CircRYK acts as a miRNA sponge of miR-330-5p to upregulate VLDLR expression. (A-B) RIP and qRT‒PCR methods were used to assess the binding of circRYK to the AGO2 protein. (C) U87 cells that overexpress circRYK were mixed with a circRYK-specific probe and a negative control (NC) probe to perform the circRIP experiment. The possible miRNAs linked with circRYK were investigated using qRT‒PCR assays.(D) qRT‒PCR was used to confirm the copy numbers of miR-330-5p. (E) Potential binding site sequences between the wild-type (wt) and mutant-type (mut) variants of circRYK and miR-330-5p. (F) Experiments using dual-luciferase reporter assays were conducted to determine the association between circRYK and miR-330-5p. (G) With Pearson’s correlation, the relationship between the expression levels of circRYK and miR-330-5p was examined (r=-0.4013, p = 0.0039). (H) The colocalization of circRYK and miR-330-5p in transfected GBM cells was investigated using FISH. (I) qRT‒PCR was utilized to confirm the expression of miR-330-5p in treated GBM cells. (J) The biological targets of miR-330-5p may include two mRNAs, as shown by a Venn diagram. (K) Conceptual representation of the binding sites between the wild-type (wt) or mutant (mut) VLDLR 3’UTR and miR-330-5p. (L-M) A luciferase reporter assay in GBM cells was utilized to confirm the functional connection between miR-330-5p and VLDLR. Scale bar, 100 μm.
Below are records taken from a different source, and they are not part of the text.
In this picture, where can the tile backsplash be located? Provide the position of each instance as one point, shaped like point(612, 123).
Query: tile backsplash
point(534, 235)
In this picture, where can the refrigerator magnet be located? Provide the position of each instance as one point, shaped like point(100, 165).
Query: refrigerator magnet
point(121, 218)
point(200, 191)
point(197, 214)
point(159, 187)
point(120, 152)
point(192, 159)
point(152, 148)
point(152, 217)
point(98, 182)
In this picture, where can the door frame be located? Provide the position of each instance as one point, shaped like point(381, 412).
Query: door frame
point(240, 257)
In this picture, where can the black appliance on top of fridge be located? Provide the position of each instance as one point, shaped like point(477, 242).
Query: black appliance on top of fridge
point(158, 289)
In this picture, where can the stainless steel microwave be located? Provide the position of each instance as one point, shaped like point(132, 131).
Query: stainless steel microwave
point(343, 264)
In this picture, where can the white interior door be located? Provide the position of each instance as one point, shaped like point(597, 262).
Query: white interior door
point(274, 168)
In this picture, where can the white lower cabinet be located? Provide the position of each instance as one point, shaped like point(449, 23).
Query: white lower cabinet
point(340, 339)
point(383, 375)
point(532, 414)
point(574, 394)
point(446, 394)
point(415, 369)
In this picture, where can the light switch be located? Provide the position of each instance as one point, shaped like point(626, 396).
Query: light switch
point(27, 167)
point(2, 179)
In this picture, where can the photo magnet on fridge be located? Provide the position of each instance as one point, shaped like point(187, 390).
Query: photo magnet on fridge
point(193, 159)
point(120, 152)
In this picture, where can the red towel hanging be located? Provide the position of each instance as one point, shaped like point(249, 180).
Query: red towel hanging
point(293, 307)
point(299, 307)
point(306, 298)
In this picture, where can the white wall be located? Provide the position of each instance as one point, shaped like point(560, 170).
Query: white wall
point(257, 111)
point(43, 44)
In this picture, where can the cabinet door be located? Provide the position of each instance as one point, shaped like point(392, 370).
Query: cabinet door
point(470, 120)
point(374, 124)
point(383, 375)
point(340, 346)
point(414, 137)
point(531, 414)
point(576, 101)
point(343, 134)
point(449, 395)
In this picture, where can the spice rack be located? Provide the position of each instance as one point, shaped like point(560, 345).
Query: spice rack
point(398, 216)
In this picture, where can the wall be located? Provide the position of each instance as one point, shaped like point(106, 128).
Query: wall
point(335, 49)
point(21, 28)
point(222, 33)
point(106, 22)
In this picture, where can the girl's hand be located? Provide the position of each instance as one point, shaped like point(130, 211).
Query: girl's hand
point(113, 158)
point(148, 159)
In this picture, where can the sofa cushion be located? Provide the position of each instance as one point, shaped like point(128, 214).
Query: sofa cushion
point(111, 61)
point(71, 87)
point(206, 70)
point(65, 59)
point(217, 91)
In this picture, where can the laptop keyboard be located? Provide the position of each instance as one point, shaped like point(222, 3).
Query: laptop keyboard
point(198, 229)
Each experiment was performed thrice, and the results are displayed as the mean ± SD (***P < 0.001)

CircRYK enhances GBM cell EMT and GSC maintenance through the miR-330-5p/VLDLR pathway

We next investigated the influence of the interaction between circRYK and miR-330-5p on the expression of VLDLR, the aggressiveness of GBM cells, and the maintenance of GSCs. To further confirm the reliability of the ceRNA route, we conducted rescue tests. Suppression of circRYK resulted in a considerable reduction in both VLDLR mRNA and protein levels. Moreover, the reversal of the effect induced by circRYK silencing occurred when we inhibited the expression of miR-330-5p in cells with circRYK knockdown (Fig. 6A-C). In terms of functional studies, Transwell, three-dimensional spheroid assays, and wound healing tests confirmed that circRYK downregulation prevented GBM cells from undergoing EMT and that treatment with a miR-330-5p antagomir reversed the effects of circRYK knockdown (Fig. 6D-I and sFig. 3 A-D). Furthermore, we designed an intracranial tumour model to further confirm that the effect of circRYK knockdown on intracranial tumours was reversed when the miR-330-5p antagomir was transfected (Fig. 6J). Additionally, suppression of miR-330-5p prevented the inhibitory effect of circRYK on GSC maintenance (Fig. 6K-L and sFig. 3E-K). These results demonstrated that circRYK acts as a miR-330-5p sponge, regulating VLDLR expression and promoting the development of gliomas.

Fig. 6
figure 6

CircRYK enhances GBM cell EMT and GSC maintenance through the miR-330-5p/VLDLR pathway. (A-B) qRT‒PCR tests were applied to assess the expression levels of VLDLR in GBM cells after the suppression of miR-330-5p alone or in combination with circRYK. (C) In the designated cells, VLDLR was examined using Western blotting, with β-actin serving as a control. (D-E) For analysis of the migration and invasion of cells using the Transwell method, GBM cells were genetically modified with shcircRYK, antagomir-330-5p, or a combination of antagomir-330-5p and shcircRYK. (F-G) For analysis of the invasion of the cells by three-dimensional spheroid assays, shcircRYK, antagomir-330-5p, or antagomir-330-5p and shcircRYK were transfected into U87-GFP and pGBM-1-GFP cells. (H) The wound healing test was utilized to examine the migration of GBM cells that were transfected with shcircRYK, antagomir-330-5p, or both antagomir-330-5p and shcircRYK. (I) Western blotting was utilized to investigate the expression of N-cadherin, Vimentin, and Snail in GBM cells after transfection. (J) The effect of shcircRYK and antagomir-330-5p transfection, either alone or in combination, on the formation of brain tumours was assessed using bioluminescence imaging. (K) The stemness of GSCs after transfection was measured by assessing the proportion of wells exhibiting positive results in a clonogenicity assay. (L) The expression of Oct4, Sox2, and Nanog in U87-GSC and pGBM-1-GSC cells was analysed via Western blotting after transfection; β-actin served as the loading control. Scale bar, 100 μm. Each experiment was performed thrice, and the results are displayed as the mean ± SD (**P < 0.01, ****P < 0.0001)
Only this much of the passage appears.